~ Das Licht der Liebe strahlt heller als der Schatten des Todes. Manchmal ist es nur schwerer zu sehen. ~
»Vielen Dank, dass Sie gekommen sind, Herr Zimmermann«, sagt die Dame, vermutlich die Sekretärin der Schule, und beobachtet mich interessiert über den Rand ihrer Brille. Ihr Tonfall klingt jedoch alles andere als erfreut.

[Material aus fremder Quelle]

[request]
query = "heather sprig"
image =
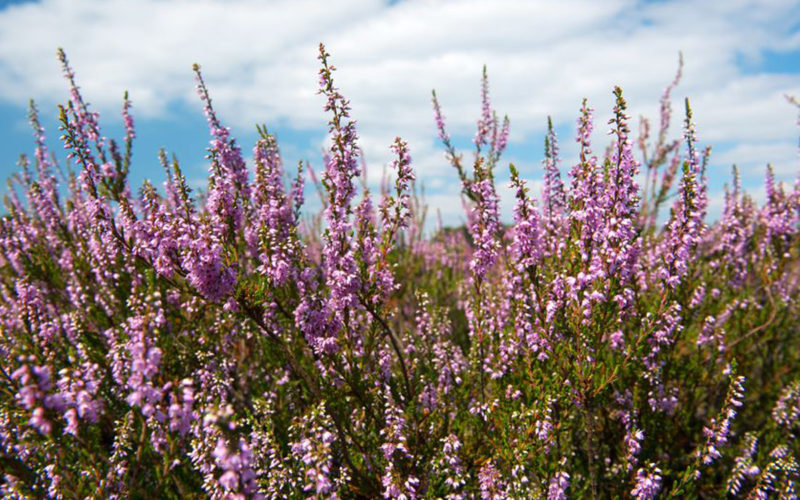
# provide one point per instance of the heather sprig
(236, 344)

Trotzdem bin ich freundlich. »Ja, natürlich.«
Ihr Blick fühlt sich an wie eine Anklagebank, obwohl ich nur hier bin, weil Lisa mit ihrem Freund eine Woche Urlaub macht. »Was ist denn passiert?«
»Das wird Ihnen gleich vom Direktor persönlich mitgeteilt«, antwortet sie und schiebt ihre Brille hoch, während sie auf der Tastatur tippt.
Offensichtlich ist es ihr egal, dass ihre Worte schlimme Szenarien in meinem Kopf heraufbeschwören. Plötzlich steht sie auf und klopft an die Tür nebenan, aus der seit einiger Zeit eine gedämpfte Stimme zu hören ist. Ohne auf ein Zeichen zu warten, tritt sie ein und verkündet: »Der Vater von Leo ist jetzt hier.«
Kaum hat sie das gesagt, höre ich meinen Neffen auch schon antworten: »Das ist mein Onkel. Tomaten auf den Augen oder was?«
Die kurze Stille danach bringt mich zum Schmunzeln. Einerseits finde ich es amüsant, dass der kleine Kerl mit seinen vierzehn Jahren so selbstbewusst auftritt. Andererseits sind seine Worte natürlich ziemlich respektlos.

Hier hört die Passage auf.